At the very end of the day, I got a blank piece of paper and wrote down everything that was on my mind. I wrote five PAGES of what was worrying me….what was literally keeping me up at night. And that night, I slept. My husband had to move to the couch because I was snoring so loud!
Personal Therapy Day
A Personal Retreat Day is a no-cost way to cope with stress. It’s a chance to pull back from what’s going on in the world and create space to process anxiety. Taking a time out for the purpose of self-therapy is cathartic. It’s healing. If stress is undealt with, it WILL come out in ugly ways:
Insomnia.
Heart Disease.
Depression.
Binge Drinking.
Anger.
If any of these symptoms are familiar to you, please call a doctor or therapist (curing my insomnia ultimately required medication in addition to self-therapy). Let this era be the end of the stigma around mental health. We’re all dealing with mental health challenges (whether we want to admit it or not.)

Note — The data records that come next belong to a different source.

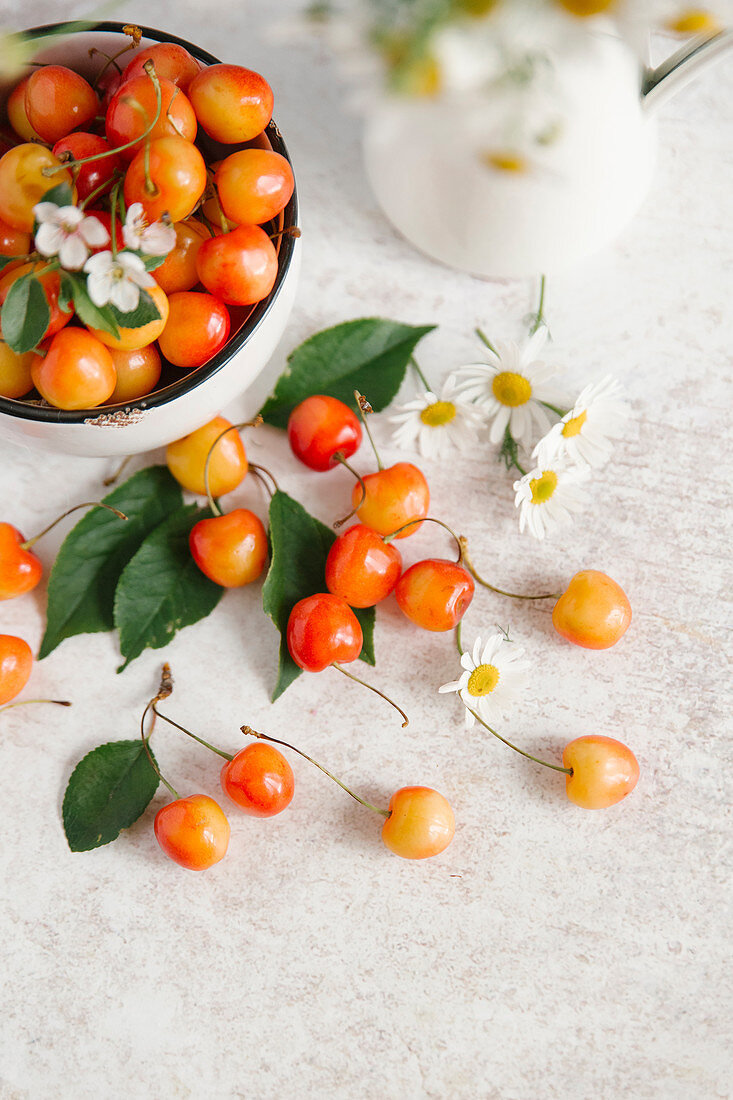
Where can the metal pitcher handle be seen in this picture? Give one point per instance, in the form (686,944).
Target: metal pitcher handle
(662,83)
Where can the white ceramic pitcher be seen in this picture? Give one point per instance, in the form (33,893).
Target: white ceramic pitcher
(428,174)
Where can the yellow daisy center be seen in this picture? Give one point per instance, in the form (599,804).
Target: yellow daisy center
(511,388)
(544,486)
(505,161)
(438,414)
(483,680)
(575,426)
(695,21)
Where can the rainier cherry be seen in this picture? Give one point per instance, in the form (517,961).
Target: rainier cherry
(15,666)
(193,832)
(260,780)
(593,611)
(319,429)
(435,593)
(231,550)
(392,498)
(603,771)
(321,630)
(361,568)
(186,459)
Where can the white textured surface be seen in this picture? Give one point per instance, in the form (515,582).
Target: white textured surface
(550,953)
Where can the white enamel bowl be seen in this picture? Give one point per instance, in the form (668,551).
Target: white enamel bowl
(184,403)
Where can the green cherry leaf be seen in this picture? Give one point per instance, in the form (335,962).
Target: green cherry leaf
(162,589)
(370,355)
(299,545)
(144,312)
(25,315)
(108,791)
(88,567)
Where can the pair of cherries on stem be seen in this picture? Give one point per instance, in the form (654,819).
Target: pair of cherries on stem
(194,831)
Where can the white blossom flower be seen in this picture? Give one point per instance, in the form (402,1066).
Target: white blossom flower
(511,387)
(493,674)
(548,497)
(68,233)
(154,240)
(117,279)
(583,435)
(436,424)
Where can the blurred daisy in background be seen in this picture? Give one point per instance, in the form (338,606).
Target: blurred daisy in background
(584,433)
(436,424)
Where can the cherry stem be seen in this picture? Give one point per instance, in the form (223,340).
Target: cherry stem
(24,702)
(232,427)
(183,729)
(252,733)
(539,316)
(428,519)
(112,477)
(150,69)
(260,472)
(554,767)
(339,458)
(513,595)
(428,388)
(88,504)
(484,339)
(375,690)
(364,409)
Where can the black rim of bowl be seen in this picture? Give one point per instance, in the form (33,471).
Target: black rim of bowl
(18,409)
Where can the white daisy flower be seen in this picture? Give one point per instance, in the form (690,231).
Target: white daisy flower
(493,674)
(68,233)
(583,435)
(117,279)
(548,497)
(511,387)
(154,240)
(436,424)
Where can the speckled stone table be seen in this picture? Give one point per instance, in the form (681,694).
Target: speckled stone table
(550,953)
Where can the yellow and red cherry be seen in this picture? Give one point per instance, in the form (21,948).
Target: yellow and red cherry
(253,185)
(232,103)
(15,378)
(76,372)
(394,496)
(196,329)
(420,823)
(186,459)
(138,372)
(260,780)
(96,176)
(20,569)
(361,568)
(171,61)
(323,630)
(177,272)
(193,832)
(231,550)
(168,176)
(134,106)
(240,267)
(603,771)
(58,100)
(593,612)
(23,183)
(15,666)
(319,429)
(435,593)
(51,285)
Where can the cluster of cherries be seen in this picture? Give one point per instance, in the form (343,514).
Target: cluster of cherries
(131,138)
(363,568)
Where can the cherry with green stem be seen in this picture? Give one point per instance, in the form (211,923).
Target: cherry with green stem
(418,822)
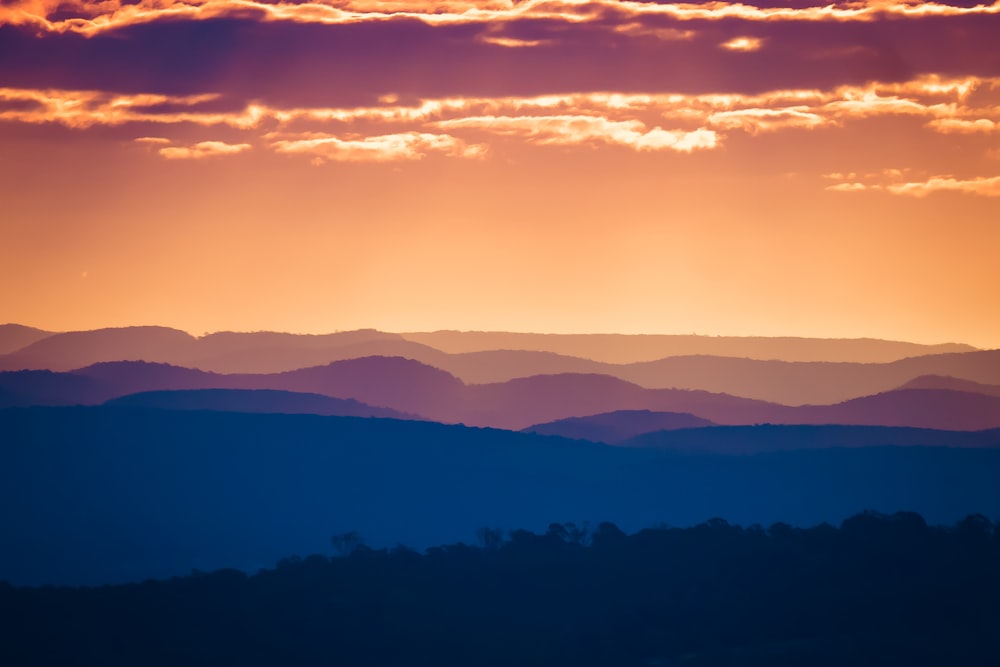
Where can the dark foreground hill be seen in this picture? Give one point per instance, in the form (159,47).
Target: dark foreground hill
(413,388)
(101,494)
(880,590)
(616,427)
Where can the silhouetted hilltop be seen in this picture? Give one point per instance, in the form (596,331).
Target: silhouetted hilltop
(129,377)
(15,336)
(101,494)
(775,438)
(923,408)
(616,427)
(394,382)
(953,384)
(805,383)
(66,351)
(413,388)
(285,358)
(254,400)
(879,590)
(456,352)
(23,388)
(626,348)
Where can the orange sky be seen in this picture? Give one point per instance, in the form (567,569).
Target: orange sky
(486,171)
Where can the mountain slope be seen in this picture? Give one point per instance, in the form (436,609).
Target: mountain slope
(15,336)
(253,400)
(89,495)
(625,348)
(617,427)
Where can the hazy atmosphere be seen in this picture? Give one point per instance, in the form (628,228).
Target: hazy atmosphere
(569,166)
(555,333)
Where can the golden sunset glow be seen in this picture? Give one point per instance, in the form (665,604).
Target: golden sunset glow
(569,165)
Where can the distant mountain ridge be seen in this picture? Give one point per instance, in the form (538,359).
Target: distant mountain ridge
(413,388)
(24,348)
(619,426)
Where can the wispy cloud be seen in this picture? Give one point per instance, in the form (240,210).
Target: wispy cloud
(745,44)
(899,182)
(455,126)
(95,17)
(985,186)
(570,130)
(382,148)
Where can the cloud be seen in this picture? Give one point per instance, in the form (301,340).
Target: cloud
(745,44)
(91,18)
(202,149)
(382,148)
(963,126)
(570,130)
(82,109)
(984,186)
(394,130)
(890,181)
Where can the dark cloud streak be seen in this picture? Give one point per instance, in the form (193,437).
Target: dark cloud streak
(342,65)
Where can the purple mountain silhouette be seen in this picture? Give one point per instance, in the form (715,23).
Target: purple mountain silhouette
(776,438)
(954,384)
(254,400)
(15,336)
(616,427)
(66,351)
(414,388)
(625,349)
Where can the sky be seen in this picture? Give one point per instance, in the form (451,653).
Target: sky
(780,168)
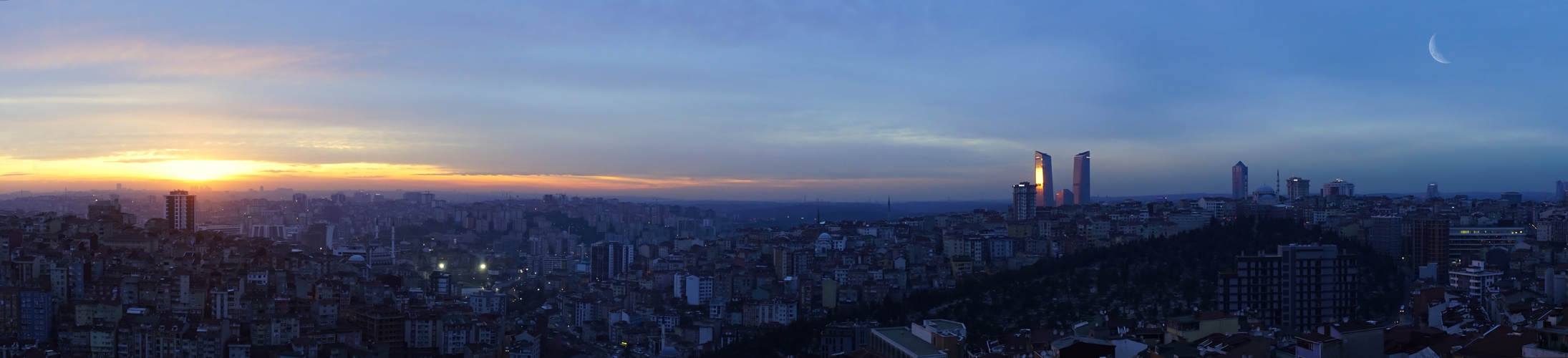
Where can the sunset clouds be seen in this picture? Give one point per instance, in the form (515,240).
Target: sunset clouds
(769,101)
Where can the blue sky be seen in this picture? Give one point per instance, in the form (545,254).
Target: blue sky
(783,100)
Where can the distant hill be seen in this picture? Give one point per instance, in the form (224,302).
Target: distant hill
(789,214)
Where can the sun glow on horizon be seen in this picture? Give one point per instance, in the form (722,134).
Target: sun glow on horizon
(203,170)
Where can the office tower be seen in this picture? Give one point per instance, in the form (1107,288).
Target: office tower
(180,209)
(1022,201)
(1043,185)
(1387,234)
(1239,181)
(1512,197)
(611,259)
(1340,188)
(1429,239)
(1299,286)
(1296,188)
(1081,193)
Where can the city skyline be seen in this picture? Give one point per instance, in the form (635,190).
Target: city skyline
(910,101)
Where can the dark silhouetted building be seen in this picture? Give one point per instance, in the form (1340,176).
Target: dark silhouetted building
(1239,181)
(1429,239)
(1387,234)
(611,259)
(1340,188)
(1299,286)
(1065,197)
(319,236)
(1296,188)
(1512,197)
(1081,193)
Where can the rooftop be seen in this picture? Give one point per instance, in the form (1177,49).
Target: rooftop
(906,339)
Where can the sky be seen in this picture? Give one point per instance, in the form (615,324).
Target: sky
(780,100)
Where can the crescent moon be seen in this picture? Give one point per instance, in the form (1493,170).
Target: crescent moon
(1432,46)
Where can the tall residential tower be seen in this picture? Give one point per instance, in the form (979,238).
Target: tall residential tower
(180,211)
(1297,188)
(1239,181)
(1043,185)
(1025,201)
(1081,193)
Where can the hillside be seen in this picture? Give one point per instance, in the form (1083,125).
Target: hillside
(1146,280)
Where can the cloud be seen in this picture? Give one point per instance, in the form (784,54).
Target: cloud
(155,59)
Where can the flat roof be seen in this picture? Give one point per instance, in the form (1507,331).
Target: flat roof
(909,341)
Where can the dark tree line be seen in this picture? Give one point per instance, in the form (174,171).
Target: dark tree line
(1146,280)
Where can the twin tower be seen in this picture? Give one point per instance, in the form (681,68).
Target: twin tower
(1045,185)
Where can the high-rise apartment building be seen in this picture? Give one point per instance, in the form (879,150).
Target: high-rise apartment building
(1081,193)
(1022,201)
(1299,286)
(611,259)
(180,209)
(1429,239)
(1239,181)
(1043,185)
(1387,234)
(1296,188)
(1340,188)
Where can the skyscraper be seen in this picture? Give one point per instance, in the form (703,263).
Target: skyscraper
(609,261)
(1081,193)
(1296,188)
(180,209)
(1043,185)
(1239,181)
(1022,201)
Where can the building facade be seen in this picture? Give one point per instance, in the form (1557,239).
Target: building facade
(1239,181)
(1299,286)
(1043,185)
(180,209)
(1081,192)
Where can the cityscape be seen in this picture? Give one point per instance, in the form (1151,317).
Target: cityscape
(764,180)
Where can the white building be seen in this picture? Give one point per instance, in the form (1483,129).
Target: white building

To prevent these symptoms, take a Personal Retreat Time-Out. NOW. Don’t overthink it or over-plan it, like I usually do. Take a piece of paper and spew everything negative onto it (what I call a “Brain Dump.”) Then, just rest. And then rest some more. Finally, treat yourself with kindness. Relax in a bubble bath, or get a massage. Take a leisurely stroll around the block. Call a friend. Play a game. Get out a sketchpad and doodle, or sing in the shower. These activities will relax your mind while invigorating your spirit.
Deep, soul-level rest is the answer.